Комната, в которой я лежал, была длинная и темная. Угол у печки отгораживался вишневой занавеской с белыми цветами. За ней стояла изъеденная жучком фисгармония. Как раз перед болезнью я упросил родителей забрать ее у соседей, собиравшихся выбросить инструмент на чердак.
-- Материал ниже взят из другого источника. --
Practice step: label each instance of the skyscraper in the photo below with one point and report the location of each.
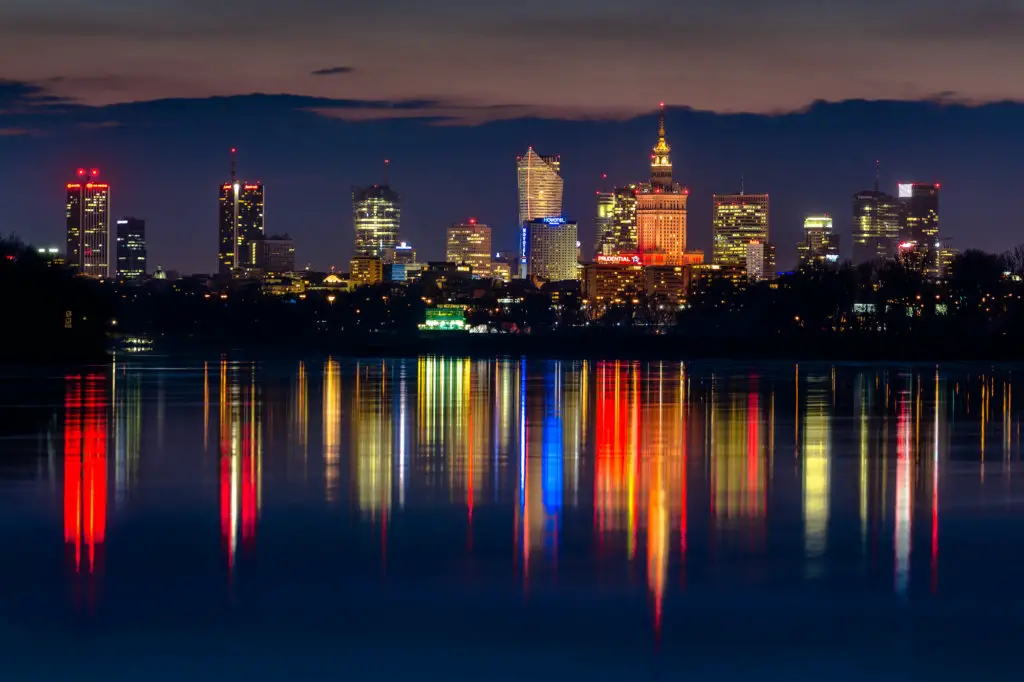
(131, 249)
(920, 223)
(660, 209)
(616, 221)
(469, 244)
(241, 223)
(737, 220)
(540, 186)
(89, 239)
(820, 244)
(377, 216)
(549, 246)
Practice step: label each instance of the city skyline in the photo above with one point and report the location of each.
(429, 238)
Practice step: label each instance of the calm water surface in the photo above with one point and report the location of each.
(465, 519)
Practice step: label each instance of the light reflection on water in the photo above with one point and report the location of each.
(590, 478)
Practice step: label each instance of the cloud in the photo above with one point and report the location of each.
(332, 71)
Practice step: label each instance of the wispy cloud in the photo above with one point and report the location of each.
(332, 71)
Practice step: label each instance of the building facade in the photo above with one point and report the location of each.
(275, 254)
(89, 239)
(366, 270)
(241, 207)
(377, 218)
(131, 249)
(737, 220)
(549, 246)
(820, 243)
(876, 225)
(540, 186)
(469, 244)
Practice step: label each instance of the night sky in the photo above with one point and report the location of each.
(799, 96)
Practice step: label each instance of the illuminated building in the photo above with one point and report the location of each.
(275, 254)
(404, 254)
(820, 244)
(540, 186)
(52, 255)
(755, 261)
(605, 284)
(604, 237)
(660, 209)
(85, 472)
(501, 270)
(89, 238)
(366, 270)
(668, 282)
(131, 249)
(876, 225)
(377, 216)
(241, 223)
(469, 244)
(920, 221)
(737, 220)
(445, 317)
(549, 247)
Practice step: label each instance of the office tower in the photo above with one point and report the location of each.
(377, 216)
(549, 246)
(920, 223)
(737, 220)
(660, 209)
(404, 254)
(876, 224)
(366, 270)
(131, 249)
(89, 238)
(241, 223)
(755, 260)
(604, 238)
(820, 243)
(540, 186)
(275, 254)
(616, 221)
(469, 244)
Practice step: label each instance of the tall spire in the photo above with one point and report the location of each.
(660, 165)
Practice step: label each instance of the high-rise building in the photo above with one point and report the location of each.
(469, 244)
(549, 247)
(131, 249)
(920, 222)
(660, 209)
(366, 270)
(540, 186)
(275, 254)
(876, 225)
(616, 221)
(820, 243)
(241, 223)
(756, 260)
(404, 254)
(89, 238)
(377, 216)
(738, 220)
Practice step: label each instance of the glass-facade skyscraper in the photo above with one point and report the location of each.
(540, 186)
(660, 209)
(876, 225)
(89, 242)
(242, 225)
(131, 249)
(737, 220)
(377, 217)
Музыка представлялась мне чем-то вроде темного моря, в котором я хотел плыть, не мечтая о береге, успокоении и участии человека. Да, я хотел отказаться от всякого человеческого участия, я чувствовал в себе силы быть свободным, я, которого обещали привязать к постели веревками, если я попытаюсь еще хоть один раз покинуть постель без разрешения.
Скорее всего, именно тогда я был близок к истине, хотя дело закончилось средним музыкальным образованием, бренчанием на гитаре в утомленной к утру компании, а путь оказался усеян подавленными гроздьями всяческих отношений. Но это другая история.
Так вот, по ночам из-за вишневой занавески ко мне выходил глиняный лысый доктор. Он подолгу разговаривал со мной, брал меня за руку, и мне казалось, что этот огромный улыбающийся доктор влечет меня к смерти.
Ключ ко многим фантазиям и видениям детства утерян навсегда. Не знаю, почему это был доктор, почему он был глиняный. Да и глиняный ли? Если и глиняный, то до обжига глины, пока она еще легко поддается деформации: собрать морщинки на лбу, улыбнуться, совершить плавное движение кистью руки. Нет, он был, конечно, живой, не глиняный. Но вот почему я боялся его? Ведь он был добр...
Был еще в детстве я сам по себе, и этого было больше всего. Ну, может быть, не совсем сам по себе, потому что ощущение, что я исполняю чью-то волю, никогда в детстве не покидало меня (позже, напротив, эти состояния надо было ловить). О Боге я, разумеется, имел самые смутные представления, но, вероятно, речь идет о Нем. Однако это был все же я сам, даже слишком сам, если иметь в виду, что, пусть смутное и не выраженное, представление о существовании высшей воли в меня все же было вложено.
Я, разумеется, чтил того, кто придумал жизнь и меня в ней. Но если Бог скажет "нет", когда я всей силой своей интуитивной убежденности уже успел сказать "да", то, значит, он просто ошибся. Он остается все равно Бог, но ведь всякое бывает. А я все равно буду жить так, как я живу. Не потому, что я больше Него знаю, а потому что именно Он так мне положил.
Может быть, забыл?.. У Него и так дел много. Но я ведь и шепот слышу.
Воспитывать бы детей так, чтобы в тисках воспитательской суровости их глаза покрывала не злость и обида ущемленного, а чтобы расцветала в них мечта о летнем ветре и видение необъятного простора, который они преодолеют, когда наконец отпустят.